The police personnel allegedly had brutally assaulted the couple and their children begging for mercy, according to a video that has gone viral on social media. Following this, Chief Minister Shivraj Singh Chouhan transferred Guna district collector and Superintendent of Police in the late hours of July 15.
Another incident occurred in Amakhujri village of Khandwa district on June 26. In a police complaint, villagers claimed that hundreds of the forest personnel not only ruined their standing crop with the help of a JCB, but also assaulted the landowners.
“The forest personnel not only ruined our crops on acres of land, but also pelted stones and assaulted us,” said a villager, Lakha Singh, in a complaint to the Khandwa police.
Similarly, dozens of forest officials had burned down the mud house of tribals of Siwal village in Burhanpur district last month. The villagers have reported the matter to the Nepa Nagar police station.
Demanding strict action against the forest officials, compensation for illegal demolition and damage to the crops, tribal leader and Congress MLA Hiralal Alawa wrote a letter to CM Chouhan on July 14.

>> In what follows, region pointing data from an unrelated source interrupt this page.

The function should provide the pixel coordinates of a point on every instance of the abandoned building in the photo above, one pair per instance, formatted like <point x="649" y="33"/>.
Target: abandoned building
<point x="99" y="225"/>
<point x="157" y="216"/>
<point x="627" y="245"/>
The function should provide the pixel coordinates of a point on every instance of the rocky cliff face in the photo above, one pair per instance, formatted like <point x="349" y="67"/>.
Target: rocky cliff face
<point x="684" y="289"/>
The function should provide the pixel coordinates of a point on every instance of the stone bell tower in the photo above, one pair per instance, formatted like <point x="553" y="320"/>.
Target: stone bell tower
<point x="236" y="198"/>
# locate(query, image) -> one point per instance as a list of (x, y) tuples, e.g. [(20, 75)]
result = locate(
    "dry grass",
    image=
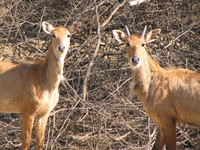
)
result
[(94, 111)]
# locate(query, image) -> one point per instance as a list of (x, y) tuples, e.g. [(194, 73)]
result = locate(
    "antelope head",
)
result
[(61, 37), (135, 50)]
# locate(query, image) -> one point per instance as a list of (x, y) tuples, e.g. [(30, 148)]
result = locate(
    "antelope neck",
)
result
[(54, 70)]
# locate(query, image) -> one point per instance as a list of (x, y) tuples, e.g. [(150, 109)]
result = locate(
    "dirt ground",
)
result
[(94, 111)]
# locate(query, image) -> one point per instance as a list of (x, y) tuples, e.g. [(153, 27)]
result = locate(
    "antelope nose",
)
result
[(135, 59), (61, 48)]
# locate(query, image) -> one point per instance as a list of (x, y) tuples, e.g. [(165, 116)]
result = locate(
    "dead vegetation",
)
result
[(94, 111)]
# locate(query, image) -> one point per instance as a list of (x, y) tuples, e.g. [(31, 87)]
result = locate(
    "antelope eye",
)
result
[(128, 44), (54, 36)]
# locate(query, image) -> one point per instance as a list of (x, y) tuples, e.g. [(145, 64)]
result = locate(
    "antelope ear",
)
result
[(119, 36), (47, 27), (75, 27), (152, 35)]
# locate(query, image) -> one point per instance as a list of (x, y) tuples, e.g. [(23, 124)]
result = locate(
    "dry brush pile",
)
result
[(95, 111)]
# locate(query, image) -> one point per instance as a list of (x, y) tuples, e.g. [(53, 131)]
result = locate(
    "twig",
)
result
[(93, 57)]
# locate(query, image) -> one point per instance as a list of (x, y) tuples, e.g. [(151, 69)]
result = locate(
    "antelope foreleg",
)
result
[(27, 125), (40, 131)]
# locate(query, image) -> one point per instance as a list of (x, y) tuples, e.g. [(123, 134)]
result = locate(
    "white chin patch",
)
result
[(135, 66)]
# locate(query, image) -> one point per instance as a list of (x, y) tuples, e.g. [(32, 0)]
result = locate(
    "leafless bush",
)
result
[(94, 111)]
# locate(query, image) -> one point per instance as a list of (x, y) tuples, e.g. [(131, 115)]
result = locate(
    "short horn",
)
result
[(144, 31), (127, 30)]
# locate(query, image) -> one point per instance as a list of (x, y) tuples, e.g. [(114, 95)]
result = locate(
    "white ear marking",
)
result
[(47, 27), (152, 35), (119, 36)]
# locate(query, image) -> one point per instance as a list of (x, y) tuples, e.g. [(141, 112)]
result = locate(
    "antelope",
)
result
[(168, 95), (32, 89)]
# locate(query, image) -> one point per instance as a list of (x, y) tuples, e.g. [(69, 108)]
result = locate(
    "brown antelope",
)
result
[(32, 89), (168, 95)]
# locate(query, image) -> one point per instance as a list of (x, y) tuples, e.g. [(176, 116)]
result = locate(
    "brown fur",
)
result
[(32, 89), (168, 95)]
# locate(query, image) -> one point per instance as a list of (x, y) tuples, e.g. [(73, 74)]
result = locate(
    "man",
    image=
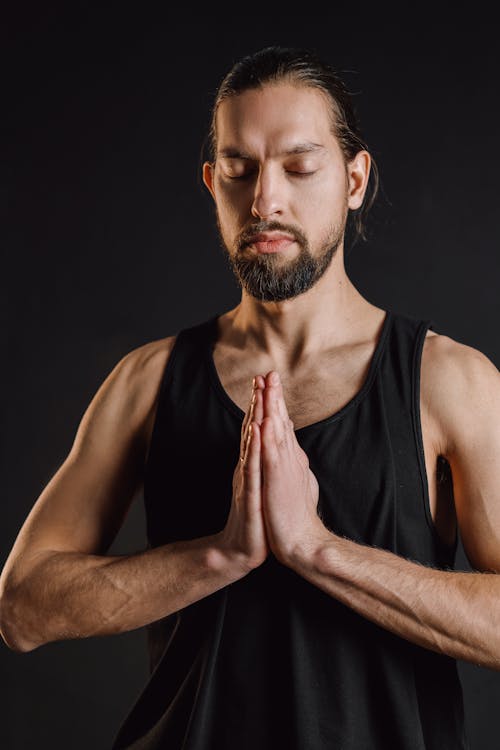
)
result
[(306, 458)]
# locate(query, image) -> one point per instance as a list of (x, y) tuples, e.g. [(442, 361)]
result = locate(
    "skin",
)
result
[(59, 583)]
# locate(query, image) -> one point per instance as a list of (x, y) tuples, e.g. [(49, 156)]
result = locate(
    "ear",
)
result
[(208, 177), (358, 172)]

Referring to the Rewa district’s incident, the legislator Alawa said, the forest officials are constantly attacking the homes and farmlands of forest dwellers by sidelining the FRA.
“The recent incident of Harda 1 of Rewa district is unacceptable. Tribals of this village have been living here since 1990; they have proper documents. When the villagers failed to bribe the Forest officials demanding a bribe between Rs 500 to Rs 5,000, they demolished their homes,” he said.
He has also urged the CM to take strict action against the forest officials under SC/ST Atrocities Act, 1989, and provide compensation of Rs 5 lakh to each family.